MUNICH, Germany: British leader Keir Starmer will tell the Munich Security Conference that Europe is “a sleeping giant” and must rely less on the United States for its defense, his office said Friday.
In a speech on Saturday at the summit, the UK prime minister will argue that the continent must shift from overdependence on the United States toward a more European NATO.
“I’m talking about a vision of European security and greater European autonomy that does not herald US withdrawal but answers the call for more burden sharing in full and remakes the ties that have served us so well,” Starmer is expected to say.

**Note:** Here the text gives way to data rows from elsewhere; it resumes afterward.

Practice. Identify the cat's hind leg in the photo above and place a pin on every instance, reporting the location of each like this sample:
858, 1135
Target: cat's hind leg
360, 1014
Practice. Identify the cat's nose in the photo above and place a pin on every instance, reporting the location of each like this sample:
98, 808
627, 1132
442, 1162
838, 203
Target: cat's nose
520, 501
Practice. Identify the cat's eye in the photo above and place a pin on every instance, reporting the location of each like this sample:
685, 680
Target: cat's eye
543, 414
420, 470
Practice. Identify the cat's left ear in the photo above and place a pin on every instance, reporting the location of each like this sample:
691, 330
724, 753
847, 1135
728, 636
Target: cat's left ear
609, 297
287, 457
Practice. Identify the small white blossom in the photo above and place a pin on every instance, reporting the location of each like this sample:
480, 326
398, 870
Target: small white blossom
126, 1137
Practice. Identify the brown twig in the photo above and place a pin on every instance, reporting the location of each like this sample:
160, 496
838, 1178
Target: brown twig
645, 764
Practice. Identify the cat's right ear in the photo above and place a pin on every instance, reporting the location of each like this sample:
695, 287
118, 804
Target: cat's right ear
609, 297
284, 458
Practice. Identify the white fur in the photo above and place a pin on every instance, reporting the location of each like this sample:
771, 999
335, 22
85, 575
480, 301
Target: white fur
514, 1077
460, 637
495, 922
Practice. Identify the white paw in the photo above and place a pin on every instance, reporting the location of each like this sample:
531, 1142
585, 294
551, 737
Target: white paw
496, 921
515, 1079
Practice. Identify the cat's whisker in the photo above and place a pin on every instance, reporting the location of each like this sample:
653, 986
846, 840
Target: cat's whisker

The gathering comes as European leaders remain concerned that a United States led by President Donald Trump can no longer be relied upon to be the guarantor of their security.
Since returning to the White House last year, Trump has frequently criticized European countries for not sharing enough of the burden on common defense, and raised questions about the future of NATO.
European members of the transatlantic military alliance are rushing to build up their defenses in the face of an increasingly belligerent Moscow, whose war in Ukraine is set to enter its fifth year this month.
“As I see it — Europe is a sleeping giant. Our economies dwarf Russia’s, 10 times over,” Starmer will tell allies, according to excerpts released ahead of his address.
“We have huge defense capabilities. Yet, too often, all of this has added up to less than the sum of its parts,” he was to say, citing fragmented planning and procurement problems.
Late last year, talks on Britain joining the bloc’s new 150-billion-euro (£130 billion) rearmament fund broke down, reportedly because London baulked at the price for entry.
Downing Street said Starmer would use his speech to call for closer UK-EU defense cooperation.
“There is no British security without Europe, and no European security without Britain. That is the lesson of history — and it is today’s reality too,” Starmer was to say.
The UK government announced on Friday that Britain will spend more than £400 million this financial year on hypersonic and long-range weapons, including through joint projects with France, Germany and Italy.
Starmer, whose center-left Labour party is being squeezed on opposite ends of the political spectrum by the anti-immigrant Reform UK group and the more leftwing Greens, was to say leaders “must level with the public” about the defense costs they face.
He was due to hit out at “peddlers of easy answers on the extreme left and the extreme right,” according to the excerpts.
“The future they offer is one of division and then capitulation. The lamps would go out across Europe once again. But we will not let that happen,” Starmer was expected to say.